■視線
●ある風景でも、なにかの拍子に、普段とちがった角度から見る
ことがあり、そのとき、風景はいつもとは違った意味、異形の
何かに見えることがある。
同じ風景、同じ場所だと信じているので、通常は角度を変えても
「同じ風景」「同じ場所」だと思っているし、そう見える。
これは、おかしなことだ。
上から見るのと、横から見るのでは、その風景(像)は異なって
網膜に映っているはずだ。でも、脳の中で処理されて、私たちは
その「風景」「場所」の同一性を疑わない。
●ところが、トイレに入っていて考え事をしていたり、風呂に
浸かってウトウトしていたりして、心が今のこの地点から
すーっと抜け出すことがある。何を考えていたか、何をウトウト
していたか、それはわからない。
しかし、そんな心の状態から、再びトイレの中の自分や、
風呂に浸っている自分にもどるとき、私は一瞬、ふっと、
「ここはどこ?」、という不安定な心理状態になり、「風景」が
飲み込めず、「場所」が認識できない。
●これは、自己の「同一性」や「連続性」が途切れたために、
「風景」や「場所」の「同一性」「連続性」も途切れたと
いうことなのだろうか。
日常生活で、しょっちゅう「同一性」や「連続性」が途切れるとしたら
これは精神の異常を示すもので、いわゆる「ぷっつん」状態に
なる。
●けれども、「ものの見方を変えよう」「角度を変えてみる」
「ひとの立場に立って考える」とは、よく言われる。
もちろん、これは本当にそうはできなくても、そのように考えてみよう
という「思考訓練」「ものの譬え」なのかもしれない。
もし、本気でやろうとすれば、私たちは一度、「ぷっつん」を
覚悟しなければならない。それ以前とそれ以後は「断絶」され
なければならない。
●朝、目覚めたとき、新しい自己であるためには、「私はだあれ?、
ここはどこ?」と、まるでカフカの青虫のようにつぶやかねば
ならない。
●私が30数年働いていた職場を退職して、「辞めてよかったこと」の
第一はこのことだった。
「生協」という職場だったので、「組合員のために」という
視線で働いてきた。

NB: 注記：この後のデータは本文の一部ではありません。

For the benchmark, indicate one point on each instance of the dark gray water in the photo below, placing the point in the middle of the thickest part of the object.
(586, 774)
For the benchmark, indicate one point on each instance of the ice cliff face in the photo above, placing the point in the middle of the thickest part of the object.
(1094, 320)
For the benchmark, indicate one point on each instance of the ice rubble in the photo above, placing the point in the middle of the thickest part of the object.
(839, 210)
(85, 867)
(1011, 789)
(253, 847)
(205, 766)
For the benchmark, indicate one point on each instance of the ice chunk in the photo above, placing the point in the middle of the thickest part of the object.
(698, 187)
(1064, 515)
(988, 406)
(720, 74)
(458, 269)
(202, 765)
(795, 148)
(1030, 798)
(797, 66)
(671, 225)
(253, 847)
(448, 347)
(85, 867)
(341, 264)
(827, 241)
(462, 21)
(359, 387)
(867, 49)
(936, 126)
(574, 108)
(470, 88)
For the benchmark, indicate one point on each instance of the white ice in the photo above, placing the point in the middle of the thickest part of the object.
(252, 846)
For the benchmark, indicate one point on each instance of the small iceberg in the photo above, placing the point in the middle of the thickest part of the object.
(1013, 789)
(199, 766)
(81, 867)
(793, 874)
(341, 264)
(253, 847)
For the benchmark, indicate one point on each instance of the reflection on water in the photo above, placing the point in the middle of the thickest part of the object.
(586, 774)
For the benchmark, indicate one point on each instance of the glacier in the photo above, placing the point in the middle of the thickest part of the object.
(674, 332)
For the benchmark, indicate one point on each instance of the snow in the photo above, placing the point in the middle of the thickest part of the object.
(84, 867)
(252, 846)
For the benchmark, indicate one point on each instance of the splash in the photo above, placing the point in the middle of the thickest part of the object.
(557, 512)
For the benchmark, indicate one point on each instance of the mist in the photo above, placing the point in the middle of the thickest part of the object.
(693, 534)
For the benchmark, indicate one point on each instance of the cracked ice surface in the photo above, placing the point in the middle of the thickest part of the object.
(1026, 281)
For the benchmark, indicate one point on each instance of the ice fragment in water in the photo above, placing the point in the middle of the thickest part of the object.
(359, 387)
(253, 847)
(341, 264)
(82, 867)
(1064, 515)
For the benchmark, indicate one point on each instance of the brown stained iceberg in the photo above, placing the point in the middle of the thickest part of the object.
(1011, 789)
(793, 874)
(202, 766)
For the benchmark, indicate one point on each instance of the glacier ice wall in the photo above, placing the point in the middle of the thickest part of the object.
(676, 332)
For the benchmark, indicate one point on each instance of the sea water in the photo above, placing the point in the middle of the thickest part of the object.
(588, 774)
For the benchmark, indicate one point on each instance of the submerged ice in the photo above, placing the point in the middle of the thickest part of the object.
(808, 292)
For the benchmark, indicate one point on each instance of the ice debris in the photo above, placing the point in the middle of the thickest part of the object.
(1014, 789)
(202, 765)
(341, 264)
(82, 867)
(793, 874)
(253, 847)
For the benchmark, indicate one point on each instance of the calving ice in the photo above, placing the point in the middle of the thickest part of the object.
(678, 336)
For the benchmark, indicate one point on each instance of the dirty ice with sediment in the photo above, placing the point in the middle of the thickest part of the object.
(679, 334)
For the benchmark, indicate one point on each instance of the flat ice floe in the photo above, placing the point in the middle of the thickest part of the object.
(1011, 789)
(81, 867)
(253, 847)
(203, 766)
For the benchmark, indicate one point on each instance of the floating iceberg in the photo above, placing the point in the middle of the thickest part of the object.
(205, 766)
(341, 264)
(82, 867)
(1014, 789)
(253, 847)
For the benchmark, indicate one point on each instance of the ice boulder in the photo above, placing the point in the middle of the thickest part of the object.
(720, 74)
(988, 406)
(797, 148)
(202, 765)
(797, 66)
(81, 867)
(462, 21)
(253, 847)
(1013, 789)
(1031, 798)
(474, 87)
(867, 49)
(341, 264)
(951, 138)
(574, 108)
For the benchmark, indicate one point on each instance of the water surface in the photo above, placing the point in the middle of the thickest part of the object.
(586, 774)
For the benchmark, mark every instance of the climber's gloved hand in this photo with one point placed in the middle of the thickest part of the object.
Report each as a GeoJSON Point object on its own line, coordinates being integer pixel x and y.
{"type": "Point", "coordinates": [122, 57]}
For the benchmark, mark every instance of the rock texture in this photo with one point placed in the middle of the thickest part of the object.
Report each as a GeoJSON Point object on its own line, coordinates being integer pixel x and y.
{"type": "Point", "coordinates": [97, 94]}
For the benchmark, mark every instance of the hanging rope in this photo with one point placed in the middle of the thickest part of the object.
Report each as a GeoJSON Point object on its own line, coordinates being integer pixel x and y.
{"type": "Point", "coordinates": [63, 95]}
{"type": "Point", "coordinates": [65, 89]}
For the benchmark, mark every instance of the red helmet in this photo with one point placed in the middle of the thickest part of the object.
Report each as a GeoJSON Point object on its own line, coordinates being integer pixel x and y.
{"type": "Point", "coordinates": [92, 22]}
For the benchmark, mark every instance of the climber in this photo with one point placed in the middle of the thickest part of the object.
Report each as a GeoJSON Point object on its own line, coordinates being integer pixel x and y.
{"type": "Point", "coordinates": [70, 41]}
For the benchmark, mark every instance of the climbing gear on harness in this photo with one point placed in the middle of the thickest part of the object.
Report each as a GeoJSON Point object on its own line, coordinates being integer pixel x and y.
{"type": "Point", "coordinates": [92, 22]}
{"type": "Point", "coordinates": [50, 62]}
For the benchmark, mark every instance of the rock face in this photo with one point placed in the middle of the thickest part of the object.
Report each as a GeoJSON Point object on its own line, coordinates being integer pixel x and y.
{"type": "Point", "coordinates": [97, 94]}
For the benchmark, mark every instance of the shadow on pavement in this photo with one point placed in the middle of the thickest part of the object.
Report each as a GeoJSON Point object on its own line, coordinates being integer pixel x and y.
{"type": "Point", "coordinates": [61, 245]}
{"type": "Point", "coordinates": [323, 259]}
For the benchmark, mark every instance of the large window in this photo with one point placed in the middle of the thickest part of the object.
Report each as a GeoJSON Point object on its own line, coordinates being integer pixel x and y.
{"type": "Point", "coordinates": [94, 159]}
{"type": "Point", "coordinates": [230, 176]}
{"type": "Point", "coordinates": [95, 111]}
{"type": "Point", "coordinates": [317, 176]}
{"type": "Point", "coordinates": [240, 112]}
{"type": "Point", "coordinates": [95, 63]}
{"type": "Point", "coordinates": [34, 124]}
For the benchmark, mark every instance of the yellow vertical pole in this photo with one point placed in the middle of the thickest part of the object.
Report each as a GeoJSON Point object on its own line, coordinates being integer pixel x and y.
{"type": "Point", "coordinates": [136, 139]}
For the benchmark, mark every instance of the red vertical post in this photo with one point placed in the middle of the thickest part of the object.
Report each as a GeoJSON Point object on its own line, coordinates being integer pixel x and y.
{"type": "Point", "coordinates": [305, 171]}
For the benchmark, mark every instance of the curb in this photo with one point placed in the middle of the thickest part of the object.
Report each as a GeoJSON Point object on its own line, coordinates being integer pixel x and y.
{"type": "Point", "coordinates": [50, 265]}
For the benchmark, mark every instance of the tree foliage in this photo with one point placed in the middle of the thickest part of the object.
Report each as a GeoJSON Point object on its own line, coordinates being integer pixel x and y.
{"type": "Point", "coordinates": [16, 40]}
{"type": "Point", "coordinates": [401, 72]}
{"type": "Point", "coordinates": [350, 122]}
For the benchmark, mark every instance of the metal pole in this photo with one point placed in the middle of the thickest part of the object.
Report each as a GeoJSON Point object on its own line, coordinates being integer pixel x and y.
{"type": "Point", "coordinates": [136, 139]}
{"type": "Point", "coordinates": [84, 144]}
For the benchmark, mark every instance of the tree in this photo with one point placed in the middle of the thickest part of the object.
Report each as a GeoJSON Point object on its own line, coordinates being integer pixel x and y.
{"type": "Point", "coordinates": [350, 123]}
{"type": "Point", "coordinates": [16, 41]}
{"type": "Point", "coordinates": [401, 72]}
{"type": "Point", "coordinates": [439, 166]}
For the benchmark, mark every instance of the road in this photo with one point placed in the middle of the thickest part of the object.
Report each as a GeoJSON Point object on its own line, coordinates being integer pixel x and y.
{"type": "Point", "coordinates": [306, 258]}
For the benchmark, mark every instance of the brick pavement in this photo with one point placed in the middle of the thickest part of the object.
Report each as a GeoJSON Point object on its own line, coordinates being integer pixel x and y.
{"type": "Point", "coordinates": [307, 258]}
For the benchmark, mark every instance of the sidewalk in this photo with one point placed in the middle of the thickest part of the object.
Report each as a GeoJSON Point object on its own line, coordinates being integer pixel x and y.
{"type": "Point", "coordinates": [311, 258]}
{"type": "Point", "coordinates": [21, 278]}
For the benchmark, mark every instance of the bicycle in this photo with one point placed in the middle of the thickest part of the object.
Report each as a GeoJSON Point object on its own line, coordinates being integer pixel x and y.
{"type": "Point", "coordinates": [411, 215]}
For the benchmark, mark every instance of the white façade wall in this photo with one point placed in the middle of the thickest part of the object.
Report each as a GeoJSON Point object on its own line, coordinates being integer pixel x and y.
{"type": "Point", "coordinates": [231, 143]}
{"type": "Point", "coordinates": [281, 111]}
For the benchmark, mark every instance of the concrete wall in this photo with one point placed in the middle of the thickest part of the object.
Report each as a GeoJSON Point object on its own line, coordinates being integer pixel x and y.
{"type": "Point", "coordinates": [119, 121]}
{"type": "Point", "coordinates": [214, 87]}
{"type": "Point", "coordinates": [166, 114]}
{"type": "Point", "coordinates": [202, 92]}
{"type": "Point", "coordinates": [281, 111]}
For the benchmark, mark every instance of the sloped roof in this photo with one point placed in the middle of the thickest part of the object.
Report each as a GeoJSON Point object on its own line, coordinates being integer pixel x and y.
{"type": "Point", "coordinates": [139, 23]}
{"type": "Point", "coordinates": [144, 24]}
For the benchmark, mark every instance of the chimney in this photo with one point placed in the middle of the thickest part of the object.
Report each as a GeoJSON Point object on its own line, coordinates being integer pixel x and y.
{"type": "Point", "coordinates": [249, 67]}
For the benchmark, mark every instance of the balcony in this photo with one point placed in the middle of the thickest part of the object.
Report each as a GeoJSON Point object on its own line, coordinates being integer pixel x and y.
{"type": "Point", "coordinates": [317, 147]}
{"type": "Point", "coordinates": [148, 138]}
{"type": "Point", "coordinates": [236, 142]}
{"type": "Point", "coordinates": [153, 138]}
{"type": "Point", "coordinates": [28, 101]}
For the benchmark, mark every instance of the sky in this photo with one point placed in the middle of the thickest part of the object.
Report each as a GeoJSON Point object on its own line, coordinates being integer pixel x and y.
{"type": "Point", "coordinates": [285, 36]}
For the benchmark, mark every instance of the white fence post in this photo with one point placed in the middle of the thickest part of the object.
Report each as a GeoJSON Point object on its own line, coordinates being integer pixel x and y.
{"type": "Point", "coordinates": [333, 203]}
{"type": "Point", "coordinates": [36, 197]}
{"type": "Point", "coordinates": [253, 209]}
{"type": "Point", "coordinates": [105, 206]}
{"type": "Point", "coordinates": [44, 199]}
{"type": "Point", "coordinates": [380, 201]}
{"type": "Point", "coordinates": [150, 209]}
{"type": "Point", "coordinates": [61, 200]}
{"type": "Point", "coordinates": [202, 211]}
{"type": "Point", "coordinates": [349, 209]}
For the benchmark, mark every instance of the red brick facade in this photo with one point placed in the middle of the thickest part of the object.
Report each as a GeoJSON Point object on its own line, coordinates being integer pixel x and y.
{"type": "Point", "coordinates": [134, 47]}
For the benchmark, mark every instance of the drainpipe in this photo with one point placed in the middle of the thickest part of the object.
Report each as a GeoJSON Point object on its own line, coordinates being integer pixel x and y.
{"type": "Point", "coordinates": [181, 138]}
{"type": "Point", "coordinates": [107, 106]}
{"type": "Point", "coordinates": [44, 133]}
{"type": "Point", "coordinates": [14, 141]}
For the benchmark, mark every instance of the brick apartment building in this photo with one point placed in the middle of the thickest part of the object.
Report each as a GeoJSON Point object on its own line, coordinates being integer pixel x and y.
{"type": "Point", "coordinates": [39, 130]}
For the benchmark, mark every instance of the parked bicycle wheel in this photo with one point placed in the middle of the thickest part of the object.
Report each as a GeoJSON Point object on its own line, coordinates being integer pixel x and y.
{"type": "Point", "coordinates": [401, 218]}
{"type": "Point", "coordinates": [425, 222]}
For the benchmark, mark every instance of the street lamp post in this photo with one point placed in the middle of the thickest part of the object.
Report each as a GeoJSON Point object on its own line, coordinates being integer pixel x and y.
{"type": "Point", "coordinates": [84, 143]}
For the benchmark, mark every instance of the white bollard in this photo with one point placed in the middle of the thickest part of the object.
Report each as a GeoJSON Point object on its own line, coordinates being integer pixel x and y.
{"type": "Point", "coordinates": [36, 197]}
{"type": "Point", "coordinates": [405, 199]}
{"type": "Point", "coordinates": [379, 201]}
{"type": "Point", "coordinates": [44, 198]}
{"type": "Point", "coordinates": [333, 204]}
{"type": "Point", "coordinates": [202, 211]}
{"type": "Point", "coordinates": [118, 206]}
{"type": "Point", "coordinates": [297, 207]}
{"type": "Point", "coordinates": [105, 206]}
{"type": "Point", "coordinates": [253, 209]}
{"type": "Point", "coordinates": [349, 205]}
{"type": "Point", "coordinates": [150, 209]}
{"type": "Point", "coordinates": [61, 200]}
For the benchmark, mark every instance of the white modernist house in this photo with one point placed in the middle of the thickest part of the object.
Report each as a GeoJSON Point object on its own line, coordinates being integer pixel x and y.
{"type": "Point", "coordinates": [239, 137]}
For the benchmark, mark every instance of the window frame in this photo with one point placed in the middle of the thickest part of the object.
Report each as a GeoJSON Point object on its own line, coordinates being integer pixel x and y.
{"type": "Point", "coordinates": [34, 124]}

また、「組織」も「組合員のために」という
視線で職員を導いてきた。
しかし、その視線はどこまで行っても「○○○のために」という
視線であって、「○○○」の視線ではない。
きわめて、当たり前のことを私は体で発見した。
頭で発見したのではない。目で、そうしか見えないのである。
私は「組合員」ではあっても、「職員」ではなかった。
もちろん、そうなるには暫くかかった。中には退職しても
職員の視線のままの者もいる。OB会などもある。
●それと、組織の視線はいつも組織の方を向く、ということにも
気づいた。基本的に組織の視線は「内向き」である。
だからこそ、「外向き」の視線を持った新規参入者が現れ、
企業の栄枯盛衰もある。
●「日々新し」というが、それには、昨日の自分と「断絶」する
覚悟と同時に、「同一性」や「連続性」を失った「自己」をも
引き受けるという重荷も背負わなければならないは、当然である。